As the Florida strawberry industry moves to earlier planting and first harvest dates (late-Sep to mid-Nov versus mid Oct to late Nov) when temperatures are typically warmer and humidity is higher, earlyseason pests that thrive in these conditions, such as broad mite, may require specific control actions. Acaricides labelled for strawberries with efficacy on broad mite are Portal? XLO (fenpyroximate) (Nichino America Inc., Wilmington, Delaware) and Agri-Mek SC (abamectin) (Syngenta Crop Protection, Greensboro, North Carolina). On 18 Jan 2016, Bayer CropScience (Research Triangle Park, North Carolina) obtained a FIFRA 2(ee) recommendation for the use of Oberon 2 SC for broad mite on strawberry in Florida. Broad mites have achieved pest status in an increasing number of crops over the years (Cross & Bassett 1982; Brown & Jones 1983), recently including blackberry (Rubus) in the USA (Vincent et al. 2010). Changes in pesticide use, such as broad mite insensitivity to pyrethroids, which are relied upon in many crops to control other pests, or reliance on biological control agents for other pests, may have led to attainment of pest status by broad mite (Bassett 1985; Vaissayre 1986; Isaacs et al. 2013).
For blackberry, synthetic acaricide alternatives to Agri-Mek (e.g., Microthiol? Disperss? (NuFarm Australia Inc., Laverton North, Australia), M-Pede? (Dow AgroSciences, Indianapolis, Indiana), and JMS Stylet Oil? (JMS Flower Farms Inc., Vero Beach, Florida) were effective (> 92% mortality by 3 d after treatment) on broad mites in a laboratory leaflet dip bioassay (LeFors et al. 2017).

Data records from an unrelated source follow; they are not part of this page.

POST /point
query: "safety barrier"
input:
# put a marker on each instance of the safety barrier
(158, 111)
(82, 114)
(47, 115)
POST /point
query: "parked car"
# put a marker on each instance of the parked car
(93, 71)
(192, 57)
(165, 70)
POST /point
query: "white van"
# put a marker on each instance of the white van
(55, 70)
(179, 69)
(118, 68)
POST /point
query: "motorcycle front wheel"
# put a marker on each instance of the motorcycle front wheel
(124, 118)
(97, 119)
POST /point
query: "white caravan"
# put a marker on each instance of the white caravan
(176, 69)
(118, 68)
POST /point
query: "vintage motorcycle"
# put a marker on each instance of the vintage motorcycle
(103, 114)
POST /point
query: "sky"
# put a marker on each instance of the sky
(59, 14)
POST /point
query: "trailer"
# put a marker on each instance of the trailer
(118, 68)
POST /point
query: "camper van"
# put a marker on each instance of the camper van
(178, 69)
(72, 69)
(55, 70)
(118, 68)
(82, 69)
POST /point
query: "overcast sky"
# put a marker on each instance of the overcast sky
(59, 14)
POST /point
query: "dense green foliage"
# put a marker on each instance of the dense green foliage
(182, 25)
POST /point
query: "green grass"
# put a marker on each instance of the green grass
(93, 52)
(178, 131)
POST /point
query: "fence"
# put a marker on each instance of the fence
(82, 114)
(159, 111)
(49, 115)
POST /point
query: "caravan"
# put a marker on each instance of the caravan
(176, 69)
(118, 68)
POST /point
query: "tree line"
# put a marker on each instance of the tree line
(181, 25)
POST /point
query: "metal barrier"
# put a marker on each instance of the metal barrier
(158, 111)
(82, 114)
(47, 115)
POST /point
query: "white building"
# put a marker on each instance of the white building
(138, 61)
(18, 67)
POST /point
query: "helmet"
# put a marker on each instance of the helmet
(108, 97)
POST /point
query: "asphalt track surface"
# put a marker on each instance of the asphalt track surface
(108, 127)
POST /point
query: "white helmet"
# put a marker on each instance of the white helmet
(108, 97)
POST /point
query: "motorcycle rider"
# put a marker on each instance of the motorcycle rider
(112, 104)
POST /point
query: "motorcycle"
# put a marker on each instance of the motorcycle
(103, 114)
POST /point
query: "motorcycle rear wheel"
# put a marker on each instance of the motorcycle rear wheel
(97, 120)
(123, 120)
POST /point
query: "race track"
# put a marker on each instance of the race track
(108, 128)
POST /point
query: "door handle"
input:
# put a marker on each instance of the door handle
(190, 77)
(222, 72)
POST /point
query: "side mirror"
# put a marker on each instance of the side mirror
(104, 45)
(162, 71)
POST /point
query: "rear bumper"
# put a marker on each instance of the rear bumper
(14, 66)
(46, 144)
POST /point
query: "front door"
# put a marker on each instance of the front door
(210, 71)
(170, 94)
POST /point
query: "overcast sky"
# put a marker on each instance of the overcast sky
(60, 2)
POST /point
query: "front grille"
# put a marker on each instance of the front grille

Several predatory mite species also should be considered for use in small fruit crops, as broad mite populations on vegetables were reported to be controlled by Neoseiulus cucumeris (Oudemans) (Mesostigmata: Phytoseiidae) (Weintraub et al. 2003), Amblyseius (=Neoseiulus) swirskii Athias-Henriot (Mesostigmata: Phytoseiidae) (van Maanen et al. 2010) and Neoseiulus californicus (McGregor) (Mesostigmata: Phytoseiidae), but the effect of Neoseiulus barkeri Hughes (Mesostigmata: Phytoseiidae) was erratic (Fan & Petitt 1994; Peña & Osborne 1996).
We thank Florida strawberry growers for submitting samples and scouting their fields for broad mite damaged plants.